Full-size controller experience in handheld mode
Larger grip, buttons, triggers, analog sticks, and D-Pad
Assignable rear triggers, Turbo functionally, and more
Translucent Black design
The ergonomics go further with larger buttons everywhere, alternate shoulder triggers placed with reach of your middle or ring fingers, and a turbo setting for fewer button presses.
Just like the Joy-Cons, the Split Pad Pro comes in an impressive array of colors and special editions, letting you express yourself. Taking this out and about will be tough going due to the extra weight however, and you don't get any special features like NFC or motion controls that make certain games extra enjoyable.
Pros & Cons
Verdict: Which Should I Choose?
For players who spend the majority of their time with the Nintendo Switch in its dock, the small Joy-Con grip might feel too small. Joy-Cons is best for kids and small-handed folks.

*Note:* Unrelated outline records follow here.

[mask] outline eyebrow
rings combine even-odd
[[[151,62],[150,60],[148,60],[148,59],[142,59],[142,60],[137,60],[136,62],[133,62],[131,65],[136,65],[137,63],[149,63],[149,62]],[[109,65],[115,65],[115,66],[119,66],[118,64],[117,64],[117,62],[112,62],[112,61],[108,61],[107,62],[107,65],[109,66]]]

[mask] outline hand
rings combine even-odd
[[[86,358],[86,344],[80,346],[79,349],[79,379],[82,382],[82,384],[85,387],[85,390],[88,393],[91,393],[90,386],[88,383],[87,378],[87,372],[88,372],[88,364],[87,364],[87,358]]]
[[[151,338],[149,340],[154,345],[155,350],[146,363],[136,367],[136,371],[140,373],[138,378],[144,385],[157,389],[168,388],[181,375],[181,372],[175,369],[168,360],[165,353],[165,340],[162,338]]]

In that event, you’ll want to invest in the Nintendo Switch Pro Controller. The Pro Controller isn't just for playing the Switch at home, either. Some larger carrying cases for the Switch, such as the Game Traveler Deluxe, include a compartment that can either hold a Joy-Con grip or a Pro Controller. With the system’s kickstand or a separate stand, you can be playing your favorite games on the go using the same controller you use at home. Use this controller if you're playing precise shooters like Apex Legends or Splatoon 3. The Pro Controller also features full-HD rumble and motion-control support, as well as NFC functionality for scanning in amiibos.
And Some people will choose HORI Split Pad Pro. Hori's Split Pad Pro is a bulky pair of full-sized Nintendo Switch controllers, made for hardcore gamers. Though heavier than Nintendo's Joy-Cons, the Split Pad Pro has a better D-pad and joysticks. The controllers also have a Turbo toggle and reassignable buttons, but most gamers won't need these features. But HORI Split Pad Pro doesn't include motion controls, HD rumble, NFC, or an IR camera, which takes away a lot of the fun of gaming.